SDWoodgate's picture

I have been thinking about the comment about ionic compounds, and wonder if it would be better if we taught students that some compounds (NaOH for example) exist as ions instead of calling them ionic compounds. The former description does not presuppose the bonding IN the ions.

The other thing that I have been thinking in recent years is that the concept of a lattice (for ionic solids and metals) isn't pushed enough. It is my opinion that we should be teaching something about degree of aggregation (I am sure that somebody can think of a more catchy description), namely atoms, molecules and lattices at the same time that we teach about elements and compounds. The students first need to be comfortable with how the various reactants exist before they can visualise the events leading to reaction.

One other point is that in my experience teaching beginning organic chemistry, students find drawing three-dimensional objects hard. They need to have conventions to assist them in their representations - like the hash and wedge that is used in organic chemistry.

Thanks to both authors for interesting papers.

Hi Sheila!
Great to hear from you! I find myself nodding in agreement with your suggestions. I especially like the idea of teaching aggregation and providing practice with 3d representations. I think that could be quite useful. Hope all is well in New Zealand!


Doug Ragan's picture

Target inquiry keeps track of the labs downloaded. They are all free just request a password at under teaching materials.

I think physical models are very important and useful for our students. I need to check out unifix cubes and your lab! Thank YOU for sharing. Best to you as the school year draws to a close.

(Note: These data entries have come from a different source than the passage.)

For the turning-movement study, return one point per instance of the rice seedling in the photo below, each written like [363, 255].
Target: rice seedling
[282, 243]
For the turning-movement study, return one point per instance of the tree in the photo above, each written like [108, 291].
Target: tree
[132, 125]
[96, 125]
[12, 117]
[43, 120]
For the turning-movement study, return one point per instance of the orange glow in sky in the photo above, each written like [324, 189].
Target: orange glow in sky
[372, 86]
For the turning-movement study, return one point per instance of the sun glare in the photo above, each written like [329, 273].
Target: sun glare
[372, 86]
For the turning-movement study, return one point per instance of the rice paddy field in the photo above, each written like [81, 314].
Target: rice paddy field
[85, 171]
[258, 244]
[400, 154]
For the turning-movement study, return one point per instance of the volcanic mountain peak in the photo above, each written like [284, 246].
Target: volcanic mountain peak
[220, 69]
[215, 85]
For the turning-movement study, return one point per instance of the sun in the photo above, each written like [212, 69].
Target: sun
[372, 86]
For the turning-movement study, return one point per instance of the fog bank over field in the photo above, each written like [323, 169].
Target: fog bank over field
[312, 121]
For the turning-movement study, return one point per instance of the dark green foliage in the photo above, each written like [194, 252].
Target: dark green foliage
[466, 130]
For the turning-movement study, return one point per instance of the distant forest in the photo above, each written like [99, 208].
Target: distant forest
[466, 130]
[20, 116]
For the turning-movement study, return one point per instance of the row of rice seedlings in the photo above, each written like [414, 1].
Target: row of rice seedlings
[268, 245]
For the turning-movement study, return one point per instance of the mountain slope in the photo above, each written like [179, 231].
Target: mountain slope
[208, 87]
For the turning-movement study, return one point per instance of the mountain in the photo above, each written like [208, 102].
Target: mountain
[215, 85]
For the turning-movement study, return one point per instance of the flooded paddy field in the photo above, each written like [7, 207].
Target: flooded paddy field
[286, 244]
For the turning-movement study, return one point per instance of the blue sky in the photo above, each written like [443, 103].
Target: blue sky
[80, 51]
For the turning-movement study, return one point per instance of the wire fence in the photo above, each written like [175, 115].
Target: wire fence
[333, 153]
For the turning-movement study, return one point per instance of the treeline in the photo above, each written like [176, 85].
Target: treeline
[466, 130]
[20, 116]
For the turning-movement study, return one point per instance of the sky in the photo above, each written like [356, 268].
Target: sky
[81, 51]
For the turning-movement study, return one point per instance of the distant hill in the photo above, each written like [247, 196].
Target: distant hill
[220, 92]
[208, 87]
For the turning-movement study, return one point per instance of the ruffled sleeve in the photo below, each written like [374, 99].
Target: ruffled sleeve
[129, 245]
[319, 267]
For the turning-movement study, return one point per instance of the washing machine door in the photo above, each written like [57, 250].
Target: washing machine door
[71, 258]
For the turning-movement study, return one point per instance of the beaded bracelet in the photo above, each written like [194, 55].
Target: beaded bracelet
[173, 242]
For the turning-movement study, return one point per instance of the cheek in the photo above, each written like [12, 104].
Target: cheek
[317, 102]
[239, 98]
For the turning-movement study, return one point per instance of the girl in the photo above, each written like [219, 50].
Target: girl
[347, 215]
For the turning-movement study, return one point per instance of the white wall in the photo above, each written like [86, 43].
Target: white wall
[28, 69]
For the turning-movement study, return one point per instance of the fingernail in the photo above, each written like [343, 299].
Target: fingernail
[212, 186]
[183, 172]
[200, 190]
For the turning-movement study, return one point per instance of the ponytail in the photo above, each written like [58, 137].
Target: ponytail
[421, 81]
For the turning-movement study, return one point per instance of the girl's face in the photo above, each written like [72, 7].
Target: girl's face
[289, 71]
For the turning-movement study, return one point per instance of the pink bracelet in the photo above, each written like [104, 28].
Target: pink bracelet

There is a lot here that is interesting. Have you looked at the students who, after the intervention, still hold misconceptions about the ion pairs both in solution and in the precipitate? It seems likely that there would be some significant overlap between the two groups. Maybe looking at the group that is confused about both would help provide a path to removing the confusion. It is a really complex topic, and there are lots of places for students to get hung up. Like the fact that some books that call NaCl a molecular formula which students will translate to "it's a molecule". And I would support the notion that lattices and unit cells should probably get more attention than they do.

Hi Lou,
I have modestly studied students who have misconceptions related to both solid sodium chloride and aqueous sodium chloride after an animation and video treatment. My findings indicate that students who retain misconceptions may feel that it's an unimportant detail - what they have is close enough, and sometimes they continue to believe that the atomic level needs to reflect the formula. Sometimes, in the case of aqueous NaCl, they draw a mixture of free ions and paired ions, because they are reluctant to believe that all of the ions would be dissociated. I refer to this as a transitional state in which students are beginning to fit correct conceptions to their existing mental models. I think this goes back to the idea that misconceptions are tricky and repairing them sometimes is not an all or none kind of thing. This actually makes me feel a bit better about my teaching practice, because it's likely that students are learning to fit new ideas to their existing schemas regardless of their test performance. There is a quote about running that says, "The race is not always to the swiftest, but to those who keep running." I think the same is true of learning chemistry. It takes a lot of practice.
Thanks for your question Lou!

Hi Resa,

I really did enjoy reading your paper. I like how you monitored the over success with the Pre-Treatment and Post-Treatment of the students misconceptions. I typically refer my students to online videos and the PHET website to supplement the different topics that we cover in an attempt to help them develop their perception skills.